第56話 遭難

 守備兵団の基地がある村付近の上空。

 エーリカとレイナを乗せて羽に傷を負った鷹が必死に飛んでいた。

「ここまで、よく頑張ったファルコ!」

「レイナ、しっかり掴まっておけよ!」

 なんとかここまで飛び続けたが、急に落下し始める。

「わ、わ、わぁ―――‼」

 村の目の前で、地面に練り込むように墜落した。

「きゃぁ―――――!?」



「おい、あれは……⁉」

「隊長が戻ってきたぞ――!」

 すぐさま村の門番の兵士が駆け寄る。


「隊長―――‼ ご無事で……⁉」

「私は無事だが……ファルコが深い傷を負った」

「今すぐ手当します! おい、キャンプから荷車を持ってこい!」

「了解!」

 騎士団たちは荷車に大きな鷹を乗せ、急いでベースキャンプの中へと運ばれていった。


 その後、ベースキャンプの中で一人蹲るレイナ。

「レイナ、怪我はないか?」

「はい、何とか……」

「良かった、念のためベースキャンプで傷の手当てはしてもらうといい!」

「エーリカさん⁉ 今すぐ、エンたちを助けに行かないんですか?」

「今は無理だ……。
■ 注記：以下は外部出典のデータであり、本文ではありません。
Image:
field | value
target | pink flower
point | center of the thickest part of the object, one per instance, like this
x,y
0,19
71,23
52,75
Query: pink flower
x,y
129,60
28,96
ファルコは飛べない状態だし、地上から行くのは、まだアイツに遭遇する可能性がある。それにもうじき、夕暮れ。日が暮れての捜索はかなり危険だ!」

「でも……」

「悪いが、あの高さからの落下で助かる見込みは……薄い……」

「そんな……」


 ……エン……

 ……アヤメ……

 レイナの目には大粒の涙が流れる。


「すまない……。でも、明日にでも全力で捜索はさせてもらうつもりだ」

「私、どうしたら……」


「ニャー! ニャー!」

 レイナの頭を撫で、励ますニャ―。

「……ニャーちゃん……」

「ニャー、ニャーニャー、ニャ――‼」

 と鳴きながらニャーは身振り手振り何かをレイナに伝える。

 必死に手を伸ばし、方向を示していた。

「こいつ、アイツらの居場所が分かるでも言っているのか?」

「ニャーちゃん、エンたちの居場所が分かるの?」

「ニャー‼」

「エンたちは無事なの?」

「ニャー‼ ニャ―――‼」

 笑顔のニャー。

 その表情に安心するレイナ。

「エンたちはまだ生きています! お願いします、エンたちの捜索をしてください!」

「分かった! しかし、捜索は明日からだ! なーに、命が無事なら、一晩、森の中で過ごしてもきっと無事でいるだろ!」

「ありがとうございます!」


     * * *


「……う……ん……? ここは……?」

 どうやら、森林の中。

 キーキーとどこからか動物の鳴き声と、小鳥が上空を飛び回る。

 そうだ、俺たち崖から落ちて……。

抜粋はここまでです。